第三十話 考えるな感じろとは言うが、やっぱ考えるのも大事

 放課後、俺と箒はタッグトーナメントに向けて訓練に励んでいた。

 

「行くぞ、颯斗!」

 

「よし来い!」

 

 紅椿を駆る箒が刀を手に上空からこちらに突っ込んでくる。対する俺は地上で仁王立ちとなって箒を待ち構える。

両腕の《デモン・アームズ》からエネルギー砲を発射する。大きな反動に裏付けられた破壊力を持つ砲弾は、しかし箒にはあっさりとかわされてしまう。箒の突進スピードは落ちることなく、それどころか加速していく。

 だが俺にとって幸いなことに、その速度は視えていた。

 砲撃を止め、他ISと比べても巨大な右拳を引く。

 

「――せぇあぁッッ!!」

 

 拳を突き出す瞬間、《デモン・アームズ》の肘部に備えられた発破装置が火を噴いた。
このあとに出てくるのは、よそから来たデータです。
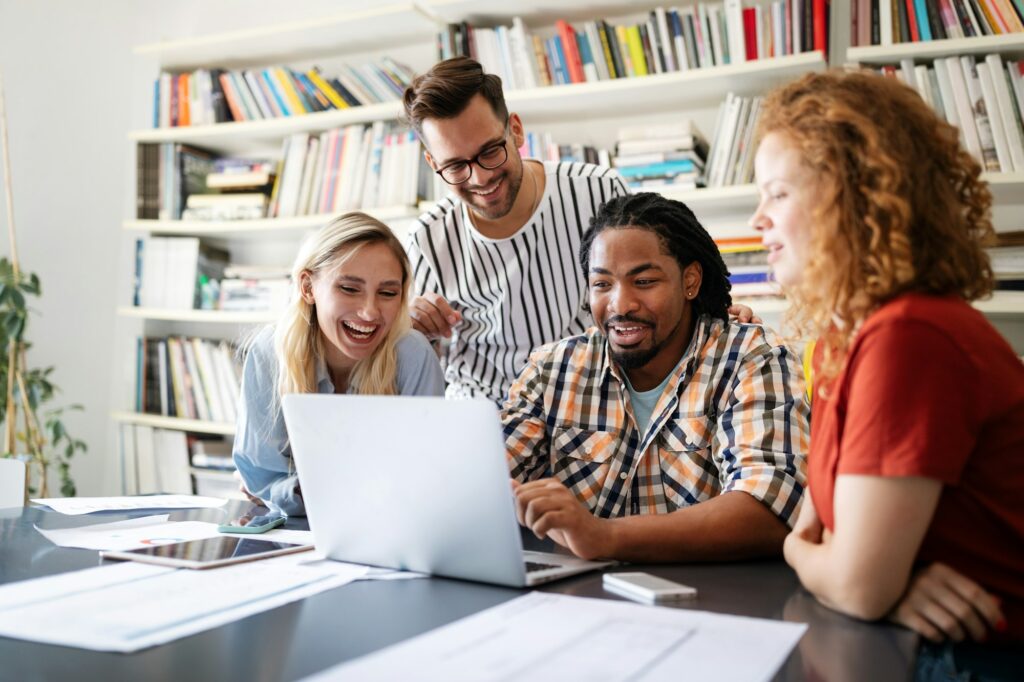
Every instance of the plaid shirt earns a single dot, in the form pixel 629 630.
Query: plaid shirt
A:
pixel 733 417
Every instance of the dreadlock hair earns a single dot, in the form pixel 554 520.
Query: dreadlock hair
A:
pixel 681 236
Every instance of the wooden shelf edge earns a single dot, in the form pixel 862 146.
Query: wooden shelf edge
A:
pixel 173 423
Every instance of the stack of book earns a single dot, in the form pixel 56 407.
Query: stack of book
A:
pixel 983 97
pixel 888 22
pixel 1008 261
pixel 170 271
pixel 344 169
pixel 167 173
pixel 542 145
pixel 669 40
pixel 237 189
pixel 253 288
pixel 730 160
pixel 215 95
pixel 187 378
pixel 658 156
pixel 749 271
pixel 212 468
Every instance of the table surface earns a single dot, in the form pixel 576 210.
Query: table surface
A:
pixel 307 636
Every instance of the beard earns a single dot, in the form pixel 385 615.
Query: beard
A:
pixel 512 181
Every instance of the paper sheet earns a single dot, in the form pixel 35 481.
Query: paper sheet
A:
pixel 98 608
pixel 555 637
pixel 76 506
pixel 133 534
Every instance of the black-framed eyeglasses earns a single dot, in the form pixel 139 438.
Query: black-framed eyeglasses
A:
pixel 489 159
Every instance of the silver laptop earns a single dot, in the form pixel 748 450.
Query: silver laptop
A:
pixel 419 483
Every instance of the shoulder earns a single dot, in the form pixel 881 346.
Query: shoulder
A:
pixel 740 341
pixel 585 174
pixel 259 347
pixel 942 324
pixel 579 351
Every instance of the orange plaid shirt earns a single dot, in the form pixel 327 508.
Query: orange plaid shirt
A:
pixel 733 417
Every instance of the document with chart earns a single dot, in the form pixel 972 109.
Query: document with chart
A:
pixel 555 637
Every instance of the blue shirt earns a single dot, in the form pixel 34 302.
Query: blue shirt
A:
pixel 643 402
pixel 261 451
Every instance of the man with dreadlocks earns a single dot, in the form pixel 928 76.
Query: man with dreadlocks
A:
pixel 666 432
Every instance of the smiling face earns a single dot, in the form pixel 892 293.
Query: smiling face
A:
pixel 790 193
pixel 641 298
pixel 357 299
pixel 491 194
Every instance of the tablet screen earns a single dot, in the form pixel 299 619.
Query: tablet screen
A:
pixel 224 549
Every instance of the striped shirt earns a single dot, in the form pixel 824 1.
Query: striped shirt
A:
pixel 733 417
pixel 514 294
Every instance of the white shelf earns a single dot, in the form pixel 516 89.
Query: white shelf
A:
pixel 217 316
pixel 345 32
pixel 1006 187
pixel 681 90
pixel 173 423
pixel 1010 44
pixel 258 228
pixel 237 137
pixel 687 89
pixel 736 198
pixel 1003 303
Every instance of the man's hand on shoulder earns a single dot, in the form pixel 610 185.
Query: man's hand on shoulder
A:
pixel 550 509
pixel 743 314
pixel 432 315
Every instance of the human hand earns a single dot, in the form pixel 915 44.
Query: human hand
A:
pixel 743 314
pixel 549 509
pixel 944 604
pixel 432 315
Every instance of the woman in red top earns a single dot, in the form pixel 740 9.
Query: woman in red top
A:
pixel 875 219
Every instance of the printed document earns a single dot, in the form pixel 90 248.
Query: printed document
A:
pixel 76 506
pixel 130 606
pixel 554 637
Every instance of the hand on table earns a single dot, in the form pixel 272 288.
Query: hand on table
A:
pixel 944 604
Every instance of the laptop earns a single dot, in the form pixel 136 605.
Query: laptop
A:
pixel 417 483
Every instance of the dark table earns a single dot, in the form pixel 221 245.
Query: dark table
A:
pixel 310 635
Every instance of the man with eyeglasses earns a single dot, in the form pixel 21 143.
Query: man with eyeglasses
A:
pixel 495 262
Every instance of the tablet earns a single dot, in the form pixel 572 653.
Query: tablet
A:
pixel 208 553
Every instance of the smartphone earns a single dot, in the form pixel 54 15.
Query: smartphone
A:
pixel 647 588
pixel 253 524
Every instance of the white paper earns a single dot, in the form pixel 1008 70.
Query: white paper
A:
pixel 130 535
pixel 76 506
pixel 99 608
pixel 555 637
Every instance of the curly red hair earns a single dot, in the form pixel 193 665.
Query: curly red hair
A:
pixel 902 205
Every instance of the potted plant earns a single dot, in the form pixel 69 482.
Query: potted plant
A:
pixel 24 391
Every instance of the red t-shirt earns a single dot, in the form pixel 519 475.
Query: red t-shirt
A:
pixel 931 389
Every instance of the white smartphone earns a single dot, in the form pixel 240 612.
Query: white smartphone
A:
pixel 647 588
砲撃時の反動相殺の他、パンチ力の強化にも使われるこの装置によって瞬時に加速した拳が、箒が振るう《空裂》を正面から殴る。タイミングはドンピシャだった。

 《空裂》が箒の手から離れて吹っ飛ぶ。さらにパンチの勢いを利用して身体を捻じり、回転させ、遠心力を乗せた左拳の裏拳で箒を狙う。

 その追撃は装甲を掠めた気がしたが、ダメージにはならなかった。箒が必要以上に離れていることから見て、スラスターを全力稼働させて回避したらしい。俺がエックスに乗っていたことを引きずっているのか、《絢爛舞踏》で回復できるとわかっていてもその機動に物申したくなる。というか、後で言っておこう。

 

「はあああああ!」

 

 《雨月》の突きによって多数のレーザーが飛んでくる。何もないところからどうやってレーザーがでるんだろうか。あと、レーザーによる射撃が本質なら、武器の形状を刀にする意味ってあるのだろうか。空間に弾作るなら形状はなんでもいいんだし、近接戦闘もできるからと言えば収まりがいいだろうが、そもそも武器として持たないようにした方がいいんじゃないかというのは禁句かな。

 

「リジェクト!」

 

 《リジェクト・アーマー》を起動し、高出力の電磁場でレーザーを防ぐ。防いだ後はすぐに切るのを忘れない。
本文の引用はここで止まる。